We’re at senior management meetings in Las Vegas and one of the nights we all pile into vans and go to one of the shows on the strip. I forget what hotel but it was one of the majors. The star of the show’s face is plastered on giant billboards up and down the strip. He IS the big Vegas act. That was crystal clear. It’s halfway through the show and the guy just stops dead and addresses the audience, ‘Forgive me but I’m pretty nervous tonight because one of my idols is in the audience.’
He then proceeds to ask Allan to stand. HUGE grin on Allan’s face as he gets up. Wow, you don’t see that everyday…if at all. I wish I could remember his name but he was in the Doug Henning, David Copperfield stratosphere (I was told it was Lance Burton).
Yes, it was a magic show. Such was Allan’s stature in magic too.
Not too many people get to be THAT big in two totally different arenas.

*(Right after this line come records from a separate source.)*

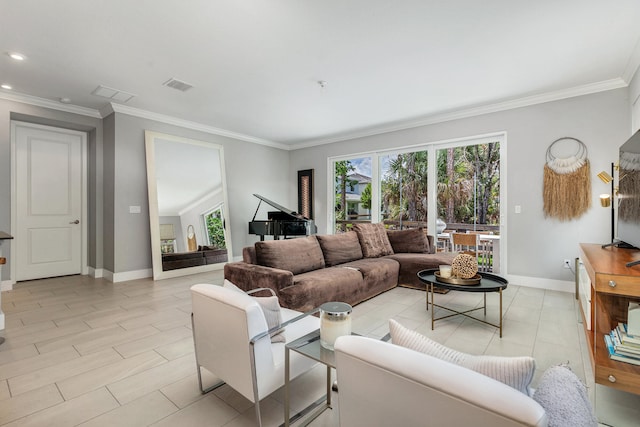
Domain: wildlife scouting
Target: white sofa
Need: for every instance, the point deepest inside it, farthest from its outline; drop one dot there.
(382, 384)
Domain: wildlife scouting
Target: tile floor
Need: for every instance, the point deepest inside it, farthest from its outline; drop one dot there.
(87, 352)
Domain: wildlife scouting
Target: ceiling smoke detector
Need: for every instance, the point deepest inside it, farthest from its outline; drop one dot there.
(177, 84)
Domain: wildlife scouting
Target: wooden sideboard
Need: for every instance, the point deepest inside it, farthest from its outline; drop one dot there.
(613, 285)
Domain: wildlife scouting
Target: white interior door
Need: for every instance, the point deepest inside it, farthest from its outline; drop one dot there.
(49, 201)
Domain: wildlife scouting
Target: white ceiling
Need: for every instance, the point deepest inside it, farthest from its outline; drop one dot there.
(255, 64)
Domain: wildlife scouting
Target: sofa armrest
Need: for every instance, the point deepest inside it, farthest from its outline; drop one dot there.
(385, 384)
(251, 276)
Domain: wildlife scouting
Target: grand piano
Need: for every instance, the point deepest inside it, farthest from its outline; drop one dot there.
(283, 222)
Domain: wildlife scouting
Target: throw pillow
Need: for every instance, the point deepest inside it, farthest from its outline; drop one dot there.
(270, 308)
(413, 240)
(373, 240)
(564, 398)
(340, 248)
(516, 372)
(295, 255)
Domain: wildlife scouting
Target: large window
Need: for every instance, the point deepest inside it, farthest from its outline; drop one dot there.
(214, 225)
(403, 189)
(352, 183)
(454, 184)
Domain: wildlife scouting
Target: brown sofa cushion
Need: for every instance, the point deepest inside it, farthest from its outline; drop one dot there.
(373, 240)
(413, 240)
(340, 248)
(295, 255)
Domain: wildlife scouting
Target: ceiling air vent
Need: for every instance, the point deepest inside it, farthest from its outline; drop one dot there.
(178, 84)
(113, 94)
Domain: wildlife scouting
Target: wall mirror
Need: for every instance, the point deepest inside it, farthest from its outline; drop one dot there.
(187, 205)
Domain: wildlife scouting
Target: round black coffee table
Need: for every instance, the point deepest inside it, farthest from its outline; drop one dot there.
(488, 283)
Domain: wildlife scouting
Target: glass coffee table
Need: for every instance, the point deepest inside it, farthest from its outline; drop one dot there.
(309, 346)
(488, 283)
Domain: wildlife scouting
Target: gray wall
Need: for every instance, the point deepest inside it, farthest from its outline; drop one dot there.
(536, 246)
(10, 110)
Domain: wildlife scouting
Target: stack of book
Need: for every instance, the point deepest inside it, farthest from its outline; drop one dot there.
(622, 346)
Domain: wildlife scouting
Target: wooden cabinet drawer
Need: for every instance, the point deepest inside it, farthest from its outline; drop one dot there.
(617, 284)
(622, 379)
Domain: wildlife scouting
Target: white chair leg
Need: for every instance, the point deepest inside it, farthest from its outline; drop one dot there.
(258, 417)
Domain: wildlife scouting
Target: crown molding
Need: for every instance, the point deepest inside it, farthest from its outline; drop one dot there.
(633, 64)
(131, 111)
(47, 103)
(472, 112)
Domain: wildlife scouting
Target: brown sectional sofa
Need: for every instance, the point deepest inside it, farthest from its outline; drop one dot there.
(350, 267)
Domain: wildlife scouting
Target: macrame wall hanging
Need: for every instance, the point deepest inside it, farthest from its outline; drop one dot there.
(567, 182)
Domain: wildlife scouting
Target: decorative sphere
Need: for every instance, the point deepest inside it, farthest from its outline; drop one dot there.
(464, 266)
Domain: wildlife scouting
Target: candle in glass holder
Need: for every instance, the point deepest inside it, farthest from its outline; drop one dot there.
(445, 271)
(335, 321)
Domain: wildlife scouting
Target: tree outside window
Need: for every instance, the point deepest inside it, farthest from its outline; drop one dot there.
(214, 222)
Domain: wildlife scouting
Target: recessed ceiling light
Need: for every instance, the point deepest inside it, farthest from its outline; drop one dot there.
(17, 56)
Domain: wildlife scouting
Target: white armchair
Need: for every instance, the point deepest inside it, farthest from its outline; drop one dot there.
(232, 341)
(382, 384)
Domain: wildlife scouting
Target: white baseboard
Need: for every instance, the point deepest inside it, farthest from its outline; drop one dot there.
(96, 273)
(542, 283)
(127, 275)
(6, 285)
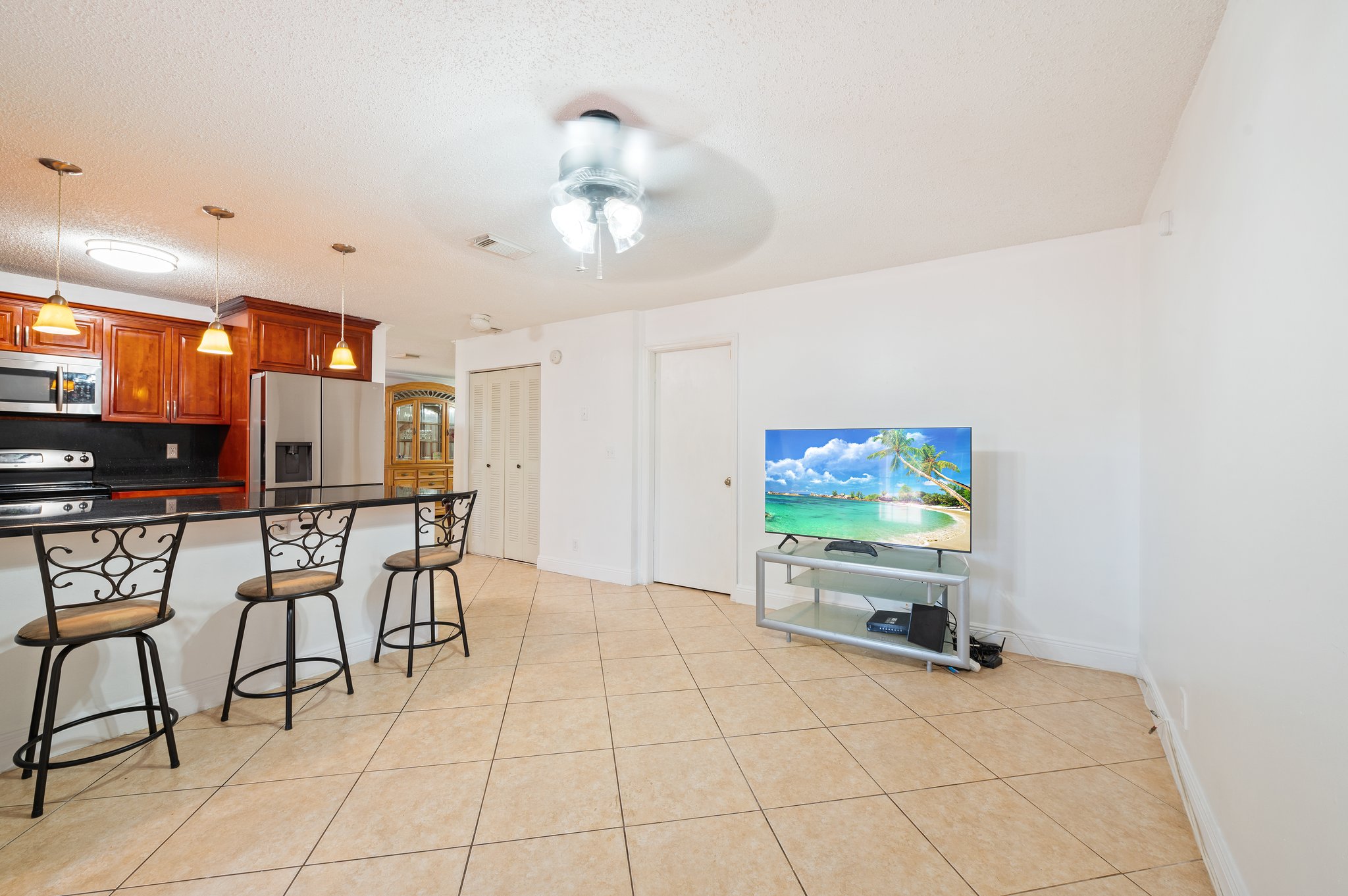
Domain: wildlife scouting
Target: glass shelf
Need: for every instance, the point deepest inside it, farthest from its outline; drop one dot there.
(871, 586)
(825, 620)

I would think that probably the perfect ending of any magic show is when the magician somehow vanishes from the stage. That’s likely the one trick Allan won’t pull off. His legacy is way too large to simply…. disappear.

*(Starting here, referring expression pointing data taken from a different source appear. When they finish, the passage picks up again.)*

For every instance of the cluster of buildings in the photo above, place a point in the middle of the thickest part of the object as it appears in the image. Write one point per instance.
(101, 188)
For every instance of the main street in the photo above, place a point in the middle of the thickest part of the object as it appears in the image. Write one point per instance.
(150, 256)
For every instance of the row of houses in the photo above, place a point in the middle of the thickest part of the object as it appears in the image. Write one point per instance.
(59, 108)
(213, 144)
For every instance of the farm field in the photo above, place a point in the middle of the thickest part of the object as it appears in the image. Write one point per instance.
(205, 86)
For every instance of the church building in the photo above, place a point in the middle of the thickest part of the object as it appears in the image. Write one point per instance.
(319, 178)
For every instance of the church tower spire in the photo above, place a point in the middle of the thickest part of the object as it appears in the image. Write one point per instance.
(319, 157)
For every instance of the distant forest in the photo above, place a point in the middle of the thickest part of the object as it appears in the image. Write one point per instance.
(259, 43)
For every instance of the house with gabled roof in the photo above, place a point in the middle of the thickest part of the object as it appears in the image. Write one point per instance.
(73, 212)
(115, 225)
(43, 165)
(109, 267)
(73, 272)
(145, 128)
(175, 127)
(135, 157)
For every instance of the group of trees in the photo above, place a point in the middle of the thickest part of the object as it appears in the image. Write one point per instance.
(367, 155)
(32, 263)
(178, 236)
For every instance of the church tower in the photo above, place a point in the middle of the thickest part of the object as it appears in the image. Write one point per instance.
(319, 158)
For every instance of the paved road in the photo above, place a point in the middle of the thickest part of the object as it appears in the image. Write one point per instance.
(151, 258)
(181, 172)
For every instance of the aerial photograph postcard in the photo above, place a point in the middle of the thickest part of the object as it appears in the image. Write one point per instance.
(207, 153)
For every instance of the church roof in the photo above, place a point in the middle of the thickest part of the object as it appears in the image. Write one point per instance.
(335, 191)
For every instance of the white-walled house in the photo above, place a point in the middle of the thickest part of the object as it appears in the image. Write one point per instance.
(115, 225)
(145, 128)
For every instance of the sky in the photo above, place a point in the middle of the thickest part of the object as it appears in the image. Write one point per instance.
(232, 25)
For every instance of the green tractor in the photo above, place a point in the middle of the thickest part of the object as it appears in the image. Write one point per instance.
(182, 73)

Allan Slaight was inducted into the Broadcast Hall of Fame in 1997, he received an Honorary Doctor of Commerce from Ryerson University. He was appointed as a Member of the Order of Canada in 2001 and received the Walt Grealis Special Achievement Award at the 2005 Juno Awards. His name will continue on with the Allan Slaight Juno Master Class, the Allan Slaight Humanitarian Spirit Award at Canadian Music Week and as well as many other Allan Slaight awards. His name is enshrined in many hospital wings across the GTA.
Frankly, Allan Slaight’s legacy should be taught in every broadcasting course across Canada. Hell, they should rename Ryerson after Allan.
Slaight University has a kind of ‘magical’ ring to it.